VietNamNet Bridge - Chinese investors have shown greater interest in Vietnam as an investment destination, especially after Vietnam concluded negotiations for the Trans Pacific Partnership Agreement and signed a series of free trade agreements (FTAs).


Chinese direct investments, to some extent, help Vietnam’s northern provinces accelerate urbanization and develop economies, thus allowing them to narrow the growth gap with other provinces. 

However, many analysts commented that they can feel more concern than joy about the Chinese investment increase.

Duong Dinh Giam, a renowned economist, who was head of the Ministry of Industry and Trade’s Strategy Research Institute, confirmed there were reasons to worry.

Vietnamese businesses are not capable of making input materials and accessories, and therefore, have to import input materials from China, which leads to Vietnam’s trade deficit with China.

About 70 percent of Chinese investment projects are in mineral exploitation and mining, including steel, iron, cement and bauxite. This would seriously affect natural resources – one of the important resources for Vietnam’s development.

“The projects will surely bring benefits to China, but will have negative impact on Vietnam’s sustainable development,” Giam said in an interview with Phap Luat Viet Nam.
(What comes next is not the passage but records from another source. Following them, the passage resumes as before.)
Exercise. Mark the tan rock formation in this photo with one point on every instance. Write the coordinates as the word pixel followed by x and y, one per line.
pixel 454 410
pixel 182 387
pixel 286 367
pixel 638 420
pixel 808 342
Nguy Thi Khanh, director of GreenID, representing the Vietnam Sustainable Energy Alliance (VSEA), noted that Vietnam’s coal mining industry, for example, uses Chinese outdated technology which has seriously devastated the environment and harmed people’s health.

Analysts have repeatedly warned that China, which has recently shut down tens of factories utilizing out-of-date technologies that caused pollution, is trying to export the technologies to neighboring countries, including Vietnam.
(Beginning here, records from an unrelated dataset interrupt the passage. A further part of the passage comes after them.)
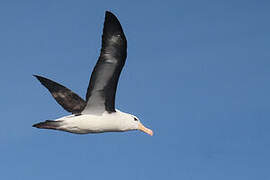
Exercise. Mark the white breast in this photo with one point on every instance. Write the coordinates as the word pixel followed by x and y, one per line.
pixel 87 123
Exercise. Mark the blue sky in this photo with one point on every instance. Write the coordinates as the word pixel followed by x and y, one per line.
pixel 197 73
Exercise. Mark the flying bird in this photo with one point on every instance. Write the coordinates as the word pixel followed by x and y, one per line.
pixel 96 114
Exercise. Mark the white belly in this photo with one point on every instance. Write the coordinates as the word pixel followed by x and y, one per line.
pixel 85 123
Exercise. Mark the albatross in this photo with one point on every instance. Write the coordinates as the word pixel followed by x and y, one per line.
pixel 96 114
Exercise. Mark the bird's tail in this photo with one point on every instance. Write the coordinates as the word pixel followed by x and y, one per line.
pixel 49 124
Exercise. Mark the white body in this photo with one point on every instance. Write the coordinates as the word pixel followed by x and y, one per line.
pixel 106 122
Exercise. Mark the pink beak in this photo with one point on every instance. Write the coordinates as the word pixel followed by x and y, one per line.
pixel 144 129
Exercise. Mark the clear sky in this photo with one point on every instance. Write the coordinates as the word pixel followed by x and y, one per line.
pixel 197 73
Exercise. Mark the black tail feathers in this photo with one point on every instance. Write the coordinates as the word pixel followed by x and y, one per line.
pixel 48 125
The outdated technologies will push back the great technological development Vietnam has made in recent years and cause ecological imbalance.
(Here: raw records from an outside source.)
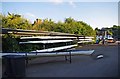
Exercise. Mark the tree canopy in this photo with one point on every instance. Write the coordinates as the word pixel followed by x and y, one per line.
pixel 70 25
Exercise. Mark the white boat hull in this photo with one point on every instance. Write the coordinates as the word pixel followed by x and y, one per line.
pixel 37 54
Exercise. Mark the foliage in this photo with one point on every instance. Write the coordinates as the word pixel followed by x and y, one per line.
pixel 15 21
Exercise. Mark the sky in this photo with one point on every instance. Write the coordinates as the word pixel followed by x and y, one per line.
pixel 96 14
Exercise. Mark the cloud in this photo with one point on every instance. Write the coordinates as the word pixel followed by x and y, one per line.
pixel 30 15
pixel 56 1
pixel 72 4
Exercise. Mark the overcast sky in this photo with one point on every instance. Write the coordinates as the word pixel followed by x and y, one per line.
pixel 96 14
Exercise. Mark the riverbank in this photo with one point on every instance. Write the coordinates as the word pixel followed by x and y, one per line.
pixel 81 66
However, the biggest worry in Chinese investments in Vietnam, according to Giam, is the Chinese ambition to intervene and control Vietnam economy.

Low-quality Chinese products have been flooding the Vietnamese market. The excess of imports from China over the exports to the market has been increasing rapidly. By July 2015, the trade deficit had reached approximately $18 billion.

In early 2015, China asked the State Bank of Vietnam to accept Chinese yuan as the currency for payment in Vietnam.

More and more Chinese businesses have begun marching towards Vietnam recently in anticipation of TPP, while bringing high numbers of Chinese workers to large investment projects – Vung Ang steel complex in Ha Tinh province, Duyen Hai Power Center and bauxite mining sites in the Central Highlands. 

A higher number of Chinese workers in Vietnam means lower job opportunities in Vietnam and more social problems.